Let them work: Men's work programs give families and communities a leg up
Not all work programs are as formal as Year Up. Several months after leaving prison, Weaver was given a six-month internship with RecycleForce, an Indianapolis-based plastics recycling company that gives work opportunities to men with criminal records.
Weaver worked hard and eventually was hired on full time. He is coming up on his one-year anniversary with the company. He makes $9 per hour working 40 hours a week.
While he'd like to make more money, his newfound stability gives him hope for the future.
"I may not like where I am at right now, but I am right with God, and this (job) is not my last stop," he said.
He likes knowing that his children, ages 4 to 26, see their father out there working hard, setting a positive example. "My kids are going to walk a different path than me," he said.
Need for employers
Walton and Weaver credit the work programs they participated in for helping them transition into their new lives. They also realize they were extremely lucky to be selected. Getting this kind of support is actually quite difficult — at least 12 states in the country do not offer any kind of responsible fatherhood work training programs. In other states the wait time for participation extends for months.

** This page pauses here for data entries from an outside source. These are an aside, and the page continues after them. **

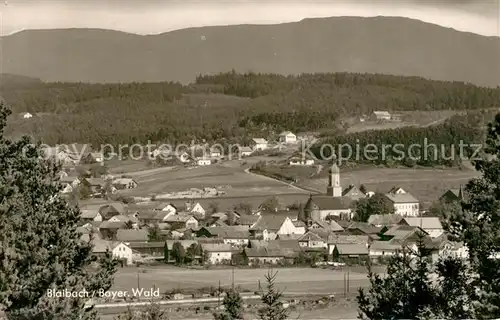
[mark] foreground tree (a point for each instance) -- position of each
(273, 307)
(40, 248)
(233, 307)
(411, 291)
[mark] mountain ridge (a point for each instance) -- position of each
(390, 45)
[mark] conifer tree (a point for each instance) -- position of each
(233, 307)
(40, 248)
(273, 307)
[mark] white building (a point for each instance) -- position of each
(381, 115)
(431, 225)
(217, 253)
(287, 137)
(259, 144)
(203, 162)
(268, 227)
(405, 204)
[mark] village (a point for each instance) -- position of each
(319, 231)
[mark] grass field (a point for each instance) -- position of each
(296, 281)
(426, 185)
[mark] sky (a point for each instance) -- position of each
(157, 16)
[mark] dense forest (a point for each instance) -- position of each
(225, 107)
(444, 144)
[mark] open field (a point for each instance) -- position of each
(426, 185)
(410, 118)
(233, 180)
(296, 281)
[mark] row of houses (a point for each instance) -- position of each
(278, 237)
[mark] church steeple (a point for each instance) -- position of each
(334, 189)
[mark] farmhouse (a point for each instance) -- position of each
(380, 115)
(217, 253)
(96, 157)
(287, 137)
(167, 207)
(26, 115)
(336, 239)
(149, 249)
(349, 251)
(271, 252)
(384, 220)
(404, 203)
(124, 183)
(269, 226)
(259, 144)
(312, 240)
(195, 208)
(129, 236)
(119, 250)
(215, 152)
(301, 160)
(431, 225)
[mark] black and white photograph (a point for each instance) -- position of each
(249, 159)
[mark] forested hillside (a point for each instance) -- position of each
(447, 144)
(227, 106)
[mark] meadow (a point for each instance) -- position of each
(293, 281)
(427, 185)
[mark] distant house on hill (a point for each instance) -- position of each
(259, 144)
(124, 183)
(287, 137)
(301, 160)
(380, 116)
(353, 192)
(26, 115)
(431, 225)
(404, 204)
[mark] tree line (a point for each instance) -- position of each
(169, 112)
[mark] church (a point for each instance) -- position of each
(334, 203)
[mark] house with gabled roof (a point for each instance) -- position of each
(181, 221)
(312, 240)
(344, 251)
(431, 225)
(380, 116)
(269, 226)
(404, 204)
(384, 220)
(88, 215)
(124, 183)
(130, 235)
(353, 193)
(218, 252)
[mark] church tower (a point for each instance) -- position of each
(334, 189)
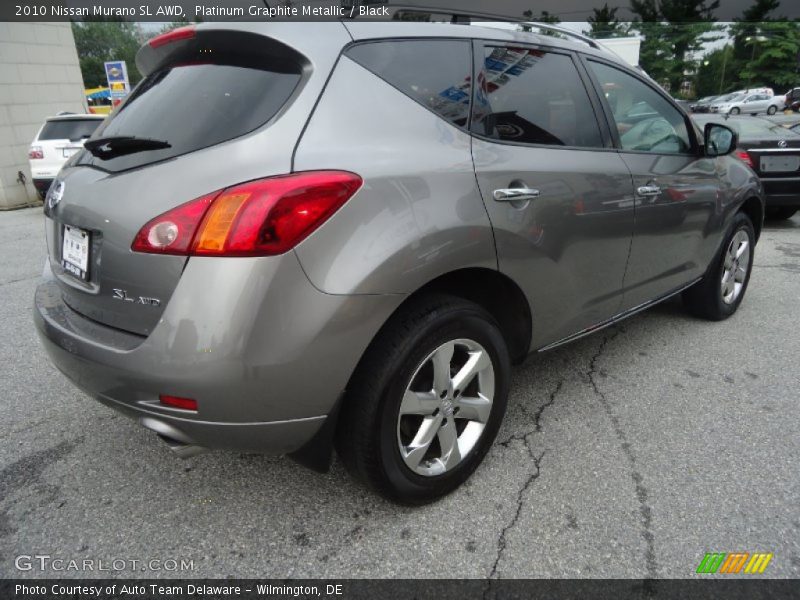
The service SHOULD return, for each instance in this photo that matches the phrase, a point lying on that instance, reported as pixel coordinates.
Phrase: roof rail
(466, 16)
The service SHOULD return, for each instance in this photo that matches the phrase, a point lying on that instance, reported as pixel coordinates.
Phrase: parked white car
(59, 138)
(752, 104)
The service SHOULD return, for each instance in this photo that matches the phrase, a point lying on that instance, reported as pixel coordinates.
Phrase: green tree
(714, 75)
(673, 32)
(604, 23)
(101, 41)
(746, 26)
(774, 56)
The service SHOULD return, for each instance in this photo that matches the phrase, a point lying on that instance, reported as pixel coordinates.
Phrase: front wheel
(720, 292)
(427, 400)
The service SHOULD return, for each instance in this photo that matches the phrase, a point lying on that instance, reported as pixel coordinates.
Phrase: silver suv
(299, 236)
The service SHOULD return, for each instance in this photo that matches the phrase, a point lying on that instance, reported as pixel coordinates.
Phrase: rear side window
(69, 129)
(531, 96)
(435, 73)
(645, 120)
(196, 104)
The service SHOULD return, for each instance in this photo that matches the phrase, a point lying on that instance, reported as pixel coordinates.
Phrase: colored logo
(734, 562)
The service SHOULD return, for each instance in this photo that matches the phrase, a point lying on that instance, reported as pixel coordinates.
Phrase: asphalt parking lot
(630, 453)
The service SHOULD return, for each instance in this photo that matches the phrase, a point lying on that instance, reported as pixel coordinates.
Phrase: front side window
(534, 97)
(645, 120)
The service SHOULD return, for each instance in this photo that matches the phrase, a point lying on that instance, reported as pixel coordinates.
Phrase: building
(40, 76)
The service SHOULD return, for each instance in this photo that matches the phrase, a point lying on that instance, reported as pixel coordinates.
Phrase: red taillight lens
(745, 158)
(178, 402)
(176, 35)
(258, 218)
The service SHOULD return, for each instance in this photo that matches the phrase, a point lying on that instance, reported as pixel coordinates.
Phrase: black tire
(368, 433)
(705, 298)
(780, 214)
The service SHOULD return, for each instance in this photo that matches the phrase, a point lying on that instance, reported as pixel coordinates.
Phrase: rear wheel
(720, 292)
(427, 400)
(780, 214)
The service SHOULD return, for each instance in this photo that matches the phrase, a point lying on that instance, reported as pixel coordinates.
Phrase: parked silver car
(336, 238)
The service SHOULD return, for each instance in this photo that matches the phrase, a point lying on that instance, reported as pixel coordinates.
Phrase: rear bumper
(782, 192)
(265, 371)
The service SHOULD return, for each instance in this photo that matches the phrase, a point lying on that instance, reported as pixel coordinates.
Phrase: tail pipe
(175, 440)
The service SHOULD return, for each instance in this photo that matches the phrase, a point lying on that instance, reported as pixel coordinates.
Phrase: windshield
(69, 129)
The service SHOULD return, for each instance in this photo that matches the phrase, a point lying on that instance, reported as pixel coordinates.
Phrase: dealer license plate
(779, 164)
(75, 252)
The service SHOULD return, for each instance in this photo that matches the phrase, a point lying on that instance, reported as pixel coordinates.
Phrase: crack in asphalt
(645, 510)
(501, 541)
(537, 461)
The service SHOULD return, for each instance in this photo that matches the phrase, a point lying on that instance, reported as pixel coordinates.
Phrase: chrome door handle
(515, 194)
(648, 190)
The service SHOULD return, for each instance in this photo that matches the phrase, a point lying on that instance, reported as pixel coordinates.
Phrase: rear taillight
(745, 158)
(259, 218)
(176, 35)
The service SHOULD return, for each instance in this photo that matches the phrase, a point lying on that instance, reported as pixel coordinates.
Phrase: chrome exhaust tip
(175, 440)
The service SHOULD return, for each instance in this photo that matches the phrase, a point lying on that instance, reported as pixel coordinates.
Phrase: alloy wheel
(735, 267)
(445, 407)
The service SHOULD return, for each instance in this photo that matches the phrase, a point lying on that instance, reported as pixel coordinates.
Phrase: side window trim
(478, 52)
(690, 129)
(465, 41)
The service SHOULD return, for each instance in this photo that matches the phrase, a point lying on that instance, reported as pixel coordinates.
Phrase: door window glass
(534, 97)
(645, 120)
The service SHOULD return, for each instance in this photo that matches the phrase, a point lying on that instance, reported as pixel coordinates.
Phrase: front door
(559, 197)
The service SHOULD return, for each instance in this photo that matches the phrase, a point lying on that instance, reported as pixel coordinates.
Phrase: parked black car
(773, 152)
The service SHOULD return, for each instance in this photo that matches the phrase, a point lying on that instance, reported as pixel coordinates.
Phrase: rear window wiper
(120, 145)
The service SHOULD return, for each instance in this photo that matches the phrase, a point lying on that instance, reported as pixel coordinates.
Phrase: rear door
(559, 198)
(677, 189)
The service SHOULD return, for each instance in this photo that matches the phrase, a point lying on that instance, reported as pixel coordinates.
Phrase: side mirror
(719, 140)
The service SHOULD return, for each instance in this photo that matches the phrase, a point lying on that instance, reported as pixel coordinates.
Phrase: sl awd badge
(123, 295)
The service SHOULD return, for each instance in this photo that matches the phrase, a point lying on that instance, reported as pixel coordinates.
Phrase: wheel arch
(754, 209)
(496, 293)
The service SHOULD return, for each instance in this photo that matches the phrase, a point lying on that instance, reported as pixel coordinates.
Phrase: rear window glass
(69, 129)
(194, 106)
(435, 73)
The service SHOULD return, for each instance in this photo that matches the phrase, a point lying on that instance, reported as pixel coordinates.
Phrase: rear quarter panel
(419, 213)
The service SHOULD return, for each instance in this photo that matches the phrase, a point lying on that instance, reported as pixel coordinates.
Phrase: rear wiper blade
(120, 145)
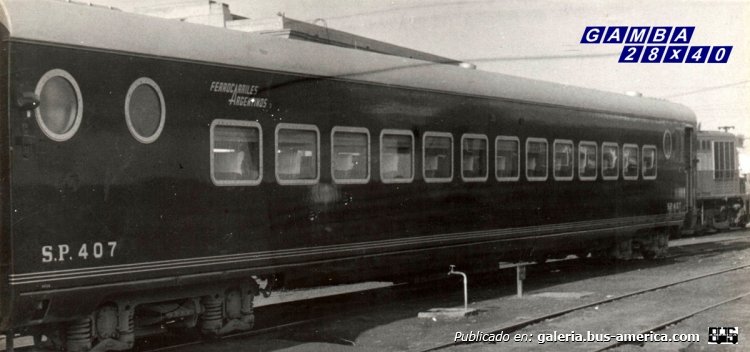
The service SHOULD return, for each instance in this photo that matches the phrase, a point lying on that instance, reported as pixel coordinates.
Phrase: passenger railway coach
(160, 174)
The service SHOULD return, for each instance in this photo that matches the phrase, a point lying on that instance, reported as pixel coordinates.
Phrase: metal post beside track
(9, 341)
(520, 274)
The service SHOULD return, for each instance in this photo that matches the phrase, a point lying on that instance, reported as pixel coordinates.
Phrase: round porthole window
(667, 144)
(60, 105)
(144, 110)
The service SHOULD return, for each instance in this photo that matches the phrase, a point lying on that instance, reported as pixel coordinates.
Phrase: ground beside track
(393, 326)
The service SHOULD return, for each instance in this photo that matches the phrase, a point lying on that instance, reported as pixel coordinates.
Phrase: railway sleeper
(115, 325)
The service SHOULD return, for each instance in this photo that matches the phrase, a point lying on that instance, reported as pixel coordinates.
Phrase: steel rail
(527, 322)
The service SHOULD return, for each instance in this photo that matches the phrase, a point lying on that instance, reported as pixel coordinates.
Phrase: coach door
(691, 163)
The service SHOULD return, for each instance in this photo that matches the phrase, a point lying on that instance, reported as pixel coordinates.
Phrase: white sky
(540, 39)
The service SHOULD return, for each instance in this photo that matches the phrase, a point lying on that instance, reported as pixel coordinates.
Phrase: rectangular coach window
(563, 162)
(297, 151)
(649, 162)
(536, 159)
(350, 150)
(587, 161)
(396, 156)
(507, 161)
(474, 157)
(236, 158)
(630, 161)
(610, 161)
(437, 156)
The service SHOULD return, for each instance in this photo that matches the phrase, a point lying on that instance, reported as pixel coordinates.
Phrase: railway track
(662, 325)
(509, 328)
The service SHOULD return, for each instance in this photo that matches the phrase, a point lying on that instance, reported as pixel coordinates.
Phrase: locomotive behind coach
(722, 199)
(161, 176)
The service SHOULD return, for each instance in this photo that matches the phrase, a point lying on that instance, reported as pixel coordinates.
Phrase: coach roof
(80, 25)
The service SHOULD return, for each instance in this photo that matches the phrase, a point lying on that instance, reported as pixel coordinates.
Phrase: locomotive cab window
(563, 162)
(350, 155)
(60, 105)
(396, 156)
(630, 162)
(297, 154)
(648, 162)
(236, 158)
(437, 157)
(144, 110)
(610, 161)
(474, 157)
(507, 160)
(587, 161)
(536, 159)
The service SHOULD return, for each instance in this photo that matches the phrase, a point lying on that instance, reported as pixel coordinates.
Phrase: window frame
(299, 127)
(59, 137)
(486, 157)
(617, 163)
(518, 160)
(526, 156)
(638, 162)
(212, 140)
(452, 153)
(348, 181)
(596, 157)
(643, 163)
(162, 117)
(397, 132)
(572, 161)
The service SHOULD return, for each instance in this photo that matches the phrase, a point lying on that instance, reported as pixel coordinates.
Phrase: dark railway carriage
(156, 171)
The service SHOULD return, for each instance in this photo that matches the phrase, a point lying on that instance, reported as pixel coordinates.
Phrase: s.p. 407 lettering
(85, 251)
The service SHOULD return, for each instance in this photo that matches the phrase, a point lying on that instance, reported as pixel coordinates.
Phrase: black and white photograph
(368, 175)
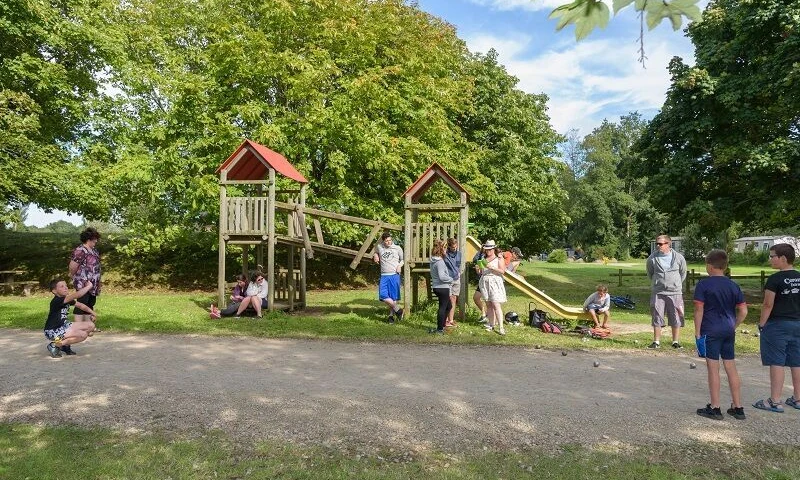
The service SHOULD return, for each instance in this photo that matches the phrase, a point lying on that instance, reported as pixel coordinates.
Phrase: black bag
(551, 327)
(535, 316)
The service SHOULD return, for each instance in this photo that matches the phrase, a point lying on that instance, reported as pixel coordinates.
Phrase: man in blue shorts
(780, 327)
(719, 308)
(390, 258)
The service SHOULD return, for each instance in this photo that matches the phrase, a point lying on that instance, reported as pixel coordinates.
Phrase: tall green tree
(359, 95)
(726, 145)
(609, 213)
(49, 60)
(520, 202)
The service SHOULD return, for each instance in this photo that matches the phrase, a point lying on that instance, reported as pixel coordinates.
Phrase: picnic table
(9, 280)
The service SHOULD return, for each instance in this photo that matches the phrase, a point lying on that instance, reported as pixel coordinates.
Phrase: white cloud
(590, 80)
(39, 218)
(530, 5)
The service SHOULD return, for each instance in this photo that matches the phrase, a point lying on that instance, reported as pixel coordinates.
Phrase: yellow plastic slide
(542, 301)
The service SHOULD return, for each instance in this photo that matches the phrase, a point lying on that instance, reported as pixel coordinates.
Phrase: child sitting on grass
(598, 303)
(719, 308)
(61, 332)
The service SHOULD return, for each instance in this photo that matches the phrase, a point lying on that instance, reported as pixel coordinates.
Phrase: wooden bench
(27, 286)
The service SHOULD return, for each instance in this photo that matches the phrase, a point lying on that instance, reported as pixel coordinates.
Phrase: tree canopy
(726, 145)
(361, 96)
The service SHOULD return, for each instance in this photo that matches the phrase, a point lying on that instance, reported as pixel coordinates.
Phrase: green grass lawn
(67, 452)
(357, 315)
(64, 453)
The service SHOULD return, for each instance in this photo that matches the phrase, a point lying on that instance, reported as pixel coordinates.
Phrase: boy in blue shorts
(61, 332)
(719, 308)
(390, 258)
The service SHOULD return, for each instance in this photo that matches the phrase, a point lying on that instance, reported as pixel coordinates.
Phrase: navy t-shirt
(719, 296)
(786, 285)
(58, 313)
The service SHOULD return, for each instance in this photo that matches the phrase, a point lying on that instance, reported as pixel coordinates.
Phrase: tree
(48, 62)
(607, 205)
(726, 145)
(587, 15)
(521, 199)
(573, 154)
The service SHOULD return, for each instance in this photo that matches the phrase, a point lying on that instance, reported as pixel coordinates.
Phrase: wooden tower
(250, 220)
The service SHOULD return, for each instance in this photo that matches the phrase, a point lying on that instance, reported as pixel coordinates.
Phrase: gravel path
(408, 397)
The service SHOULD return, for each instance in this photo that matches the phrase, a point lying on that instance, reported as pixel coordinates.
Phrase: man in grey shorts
(666, 270)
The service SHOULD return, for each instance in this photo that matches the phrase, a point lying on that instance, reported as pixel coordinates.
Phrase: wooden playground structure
(268, 216)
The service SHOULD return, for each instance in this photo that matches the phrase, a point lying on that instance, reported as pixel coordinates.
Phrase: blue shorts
(89, 300)
(780, 343)
(720, 345)
(389, 287)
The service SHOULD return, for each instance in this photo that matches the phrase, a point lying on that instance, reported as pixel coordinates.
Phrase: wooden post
(303, 250)
(407, 254)
(290, 224)
(223, 225)
(271, 242)
(462, 247)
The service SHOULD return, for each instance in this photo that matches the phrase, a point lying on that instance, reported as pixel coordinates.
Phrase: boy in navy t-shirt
(719, 308)
(61, 332)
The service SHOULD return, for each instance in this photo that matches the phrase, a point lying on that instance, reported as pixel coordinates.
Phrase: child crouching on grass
(61, 332)
(719, 308)
(597, 304)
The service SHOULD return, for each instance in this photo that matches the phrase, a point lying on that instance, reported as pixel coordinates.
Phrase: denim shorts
(389, 287)
(720, 345)
(780, 343)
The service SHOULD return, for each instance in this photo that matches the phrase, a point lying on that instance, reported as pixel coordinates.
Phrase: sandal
(769, 406)
(792, 402)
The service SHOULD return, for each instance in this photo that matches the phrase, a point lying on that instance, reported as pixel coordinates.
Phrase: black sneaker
(712, 413)
(55, 352)
(737, 412)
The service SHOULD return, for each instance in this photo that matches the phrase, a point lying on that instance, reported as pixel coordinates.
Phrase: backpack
(597, 333)
(536, 316)
(550, 327)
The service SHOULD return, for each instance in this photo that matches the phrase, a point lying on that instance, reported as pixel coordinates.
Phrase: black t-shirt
(58, 313)
(786, 285)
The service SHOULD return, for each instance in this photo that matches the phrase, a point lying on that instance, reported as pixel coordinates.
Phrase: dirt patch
(364, 395)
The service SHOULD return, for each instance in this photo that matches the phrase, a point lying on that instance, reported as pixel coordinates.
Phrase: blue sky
(587, 81)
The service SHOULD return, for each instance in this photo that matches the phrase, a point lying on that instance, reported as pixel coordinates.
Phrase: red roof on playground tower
(252, 161)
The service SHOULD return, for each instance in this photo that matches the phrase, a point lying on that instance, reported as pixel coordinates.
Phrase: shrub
(557, 256)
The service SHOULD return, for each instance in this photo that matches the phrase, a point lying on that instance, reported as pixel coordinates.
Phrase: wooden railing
(246, 216)
(423, 235)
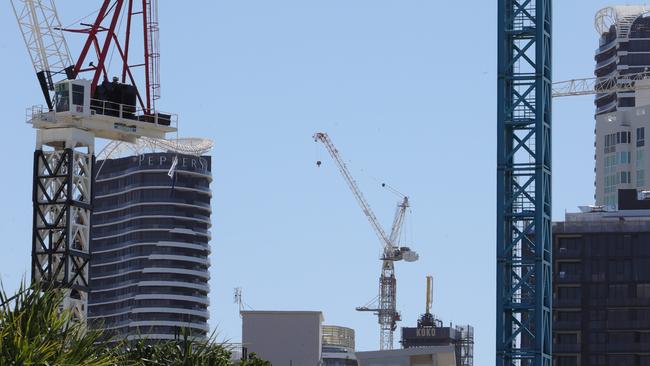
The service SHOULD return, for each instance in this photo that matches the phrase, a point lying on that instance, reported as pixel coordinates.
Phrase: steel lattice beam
(524, 184)
(62, 194)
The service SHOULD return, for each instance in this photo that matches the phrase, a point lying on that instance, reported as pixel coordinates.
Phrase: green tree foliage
(34, 331)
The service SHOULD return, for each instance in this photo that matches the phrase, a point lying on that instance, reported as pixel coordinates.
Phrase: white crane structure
(42, 33)
(385, 304)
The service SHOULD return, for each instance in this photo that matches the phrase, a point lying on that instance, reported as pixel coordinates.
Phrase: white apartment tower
(622, 118)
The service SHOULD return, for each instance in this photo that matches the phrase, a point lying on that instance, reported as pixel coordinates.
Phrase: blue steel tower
(524, 184)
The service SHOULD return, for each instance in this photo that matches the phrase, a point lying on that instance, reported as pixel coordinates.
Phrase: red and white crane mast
(79, 111)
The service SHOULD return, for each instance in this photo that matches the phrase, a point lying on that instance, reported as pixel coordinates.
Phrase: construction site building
(601, 285)
(150, 245)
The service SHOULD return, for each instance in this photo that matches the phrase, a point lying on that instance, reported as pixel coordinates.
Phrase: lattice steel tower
(524, 184)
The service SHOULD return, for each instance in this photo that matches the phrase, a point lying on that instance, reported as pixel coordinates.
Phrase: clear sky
(406, 89)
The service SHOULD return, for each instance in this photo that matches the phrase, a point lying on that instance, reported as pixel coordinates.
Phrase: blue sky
(406, 89)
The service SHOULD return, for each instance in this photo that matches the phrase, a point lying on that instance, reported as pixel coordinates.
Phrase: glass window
(640, 136)
(643, 290)
(640, 158)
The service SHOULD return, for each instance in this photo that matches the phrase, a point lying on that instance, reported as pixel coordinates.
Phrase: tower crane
(78, 111)
(385, 304)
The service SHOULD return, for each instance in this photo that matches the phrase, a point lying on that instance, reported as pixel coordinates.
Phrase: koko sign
(425, 332)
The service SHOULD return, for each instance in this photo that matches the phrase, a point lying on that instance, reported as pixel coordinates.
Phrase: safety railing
(38, 113)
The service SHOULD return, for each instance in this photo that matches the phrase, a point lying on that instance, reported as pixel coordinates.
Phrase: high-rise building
(150, 243)
(621, 117)
(601, 286)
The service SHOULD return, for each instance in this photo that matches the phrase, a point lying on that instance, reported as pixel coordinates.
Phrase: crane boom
(385, 304)
(324, 138)
(40, 27)
(398, 221)
(594, 85)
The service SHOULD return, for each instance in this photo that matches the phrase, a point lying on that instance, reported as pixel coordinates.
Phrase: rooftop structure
(423, 356)
(284, 337)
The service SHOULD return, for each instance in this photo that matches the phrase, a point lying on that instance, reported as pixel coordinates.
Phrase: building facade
(418, 356)
(621, 117)
(292, 338)
(150, 246)
(601, 288)
(338, 346)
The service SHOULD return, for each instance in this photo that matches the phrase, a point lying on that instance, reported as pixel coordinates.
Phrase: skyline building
(150, 244)
(621, 117)
(601, 286)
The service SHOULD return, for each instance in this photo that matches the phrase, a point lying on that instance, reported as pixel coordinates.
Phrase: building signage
(164, 161)
(124, 127)
(425, 332)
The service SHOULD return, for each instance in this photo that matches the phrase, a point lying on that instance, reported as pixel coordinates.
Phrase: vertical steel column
(524, 184)
(61, 223)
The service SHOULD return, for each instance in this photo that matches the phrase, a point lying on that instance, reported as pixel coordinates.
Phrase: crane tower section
(524, 93)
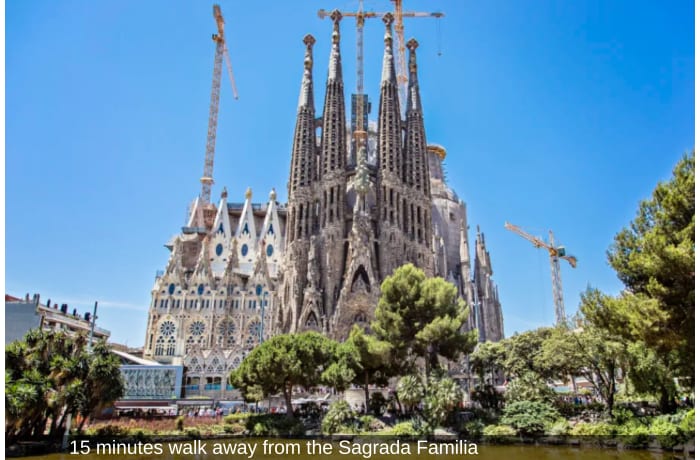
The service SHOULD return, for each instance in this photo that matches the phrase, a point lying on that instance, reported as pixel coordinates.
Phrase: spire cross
(388, 20)
(412, 44)
(336, 16)
(309, 41)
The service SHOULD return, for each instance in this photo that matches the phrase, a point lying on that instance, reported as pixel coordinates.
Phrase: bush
(600, 429)
(560, 427)
(404, 429)
(369, 423)
(474, 428)
(666, 432)
(529, 417)
(237, 417)
(274, 425)
(687, 424)
(235, 428)
(499, 433)
(634, 434)
(110, 431)
(193, 433)
(377, 404)
(339, 414)
(622, 415)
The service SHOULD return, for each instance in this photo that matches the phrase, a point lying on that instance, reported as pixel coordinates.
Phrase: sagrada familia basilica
(361, 202)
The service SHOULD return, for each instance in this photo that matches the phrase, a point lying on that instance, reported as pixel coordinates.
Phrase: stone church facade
(241, 272)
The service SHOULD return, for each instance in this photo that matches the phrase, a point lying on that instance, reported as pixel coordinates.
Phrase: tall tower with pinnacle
(352, 225)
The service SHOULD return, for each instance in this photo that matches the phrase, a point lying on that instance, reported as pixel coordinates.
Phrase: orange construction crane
(400, 44)
(555, 253)
(221, 52)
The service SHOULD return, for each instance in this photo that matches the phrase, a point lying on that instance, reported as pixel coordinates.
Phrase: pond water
(350, 450)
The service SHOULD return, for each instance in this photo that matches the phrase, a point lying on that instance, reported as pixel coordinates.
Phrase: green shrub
(377, 404)
(687, 423)
(404, 429)
(666, 432)
(529, 417)
(274, 425)
(499, 433)
(259, 429)
(110, 431)
(338, 415)
(235, 428)
(622, 415)
(634, 434)
(193, 433)
(236, 417)
(600, 429)
(474, 428)
(370, 423)
(559, 427)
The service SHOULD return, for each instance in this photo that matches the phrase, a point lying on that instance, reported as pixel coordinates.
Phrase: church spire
(306, 95)
(416, 161)
(389, 112)
(304, 148)
(388, 67)
(333, 140)
(413, 93)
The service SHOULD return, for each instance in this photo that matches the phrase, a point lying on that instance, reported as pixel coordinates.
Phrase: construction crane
(555, 253)
(400, 45)
(221, 53)
(361, 108)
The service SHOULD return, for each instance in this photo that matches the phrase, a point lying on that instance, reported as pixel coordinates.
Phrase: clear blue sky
(557, 115)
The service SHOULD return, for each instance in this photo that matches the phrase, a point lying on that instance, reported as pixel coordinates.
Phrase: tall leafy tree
(373, 356)
(488, 359)
(589, 350)
(283, 362)
(523, 354)
(655, 259)
(422, 317)
(50, 376)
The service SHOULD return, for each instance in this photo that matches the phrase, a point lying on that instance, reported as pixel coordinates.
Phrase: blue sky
(557, 115)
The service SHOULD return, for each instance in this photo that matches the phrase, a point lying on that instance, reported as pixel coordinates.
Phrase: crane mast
(400, 46)
(555, 253)
(221, 50)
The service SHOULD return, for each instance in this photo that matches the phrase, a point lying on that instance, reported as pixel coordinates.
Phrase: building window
(171, 346)
(160, 343)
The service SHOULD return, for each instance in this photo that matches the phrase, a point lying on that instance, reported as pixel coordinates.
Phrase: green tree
(529, 417)
(655, 259)
(422, 317)
(488, 358)
(442, 395)
(373, 356)
(523, 354)
(283, 362)
(409, 391)
(50, 376)
(591, 351)
(529, 386)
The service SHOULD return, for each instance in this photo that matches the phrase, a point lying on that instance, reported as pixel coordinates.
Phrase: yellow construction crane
(555, 253)
(400, 45)
(221, 53)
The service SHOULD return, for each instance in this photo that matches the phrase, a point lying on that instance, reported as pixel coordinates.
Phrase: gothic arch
(360, 276)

Access is limited because helping men successfully participate in the mainstream economy has not been a policy priority for the government, said New York University political science professor Lawrence Mead. The majority of income support programs like CHIP, which covers the health insurance for children under the age of 18, and EITC, which supplements disadvantaged families incomes, are mainly for women and children.
Compounding the problem is that most work training programs are also geared toward women. It's problematic, according to Mead, because one of the best ways to help children and women move out of poverty is for fathers to be gainfully employed.
Vicky Turetsky of the Center for Law and Social Policy, a nonprofit based in Washington D.C., agrees. "The bottom line is we need some government involvement in working with men as well as women."
The reach of programs like Year Up is limited by their ability to find corporations willing to give internships to program participants, according to Chicago-based marketing specialist for Year Up Daisy Morin. It may seem like a risk, but it can change lives. Weaver and Walton both emphasize the importance of finding willing employers.
"We want to work. We need to work," said Weaver. "We just need someone to give us a chance."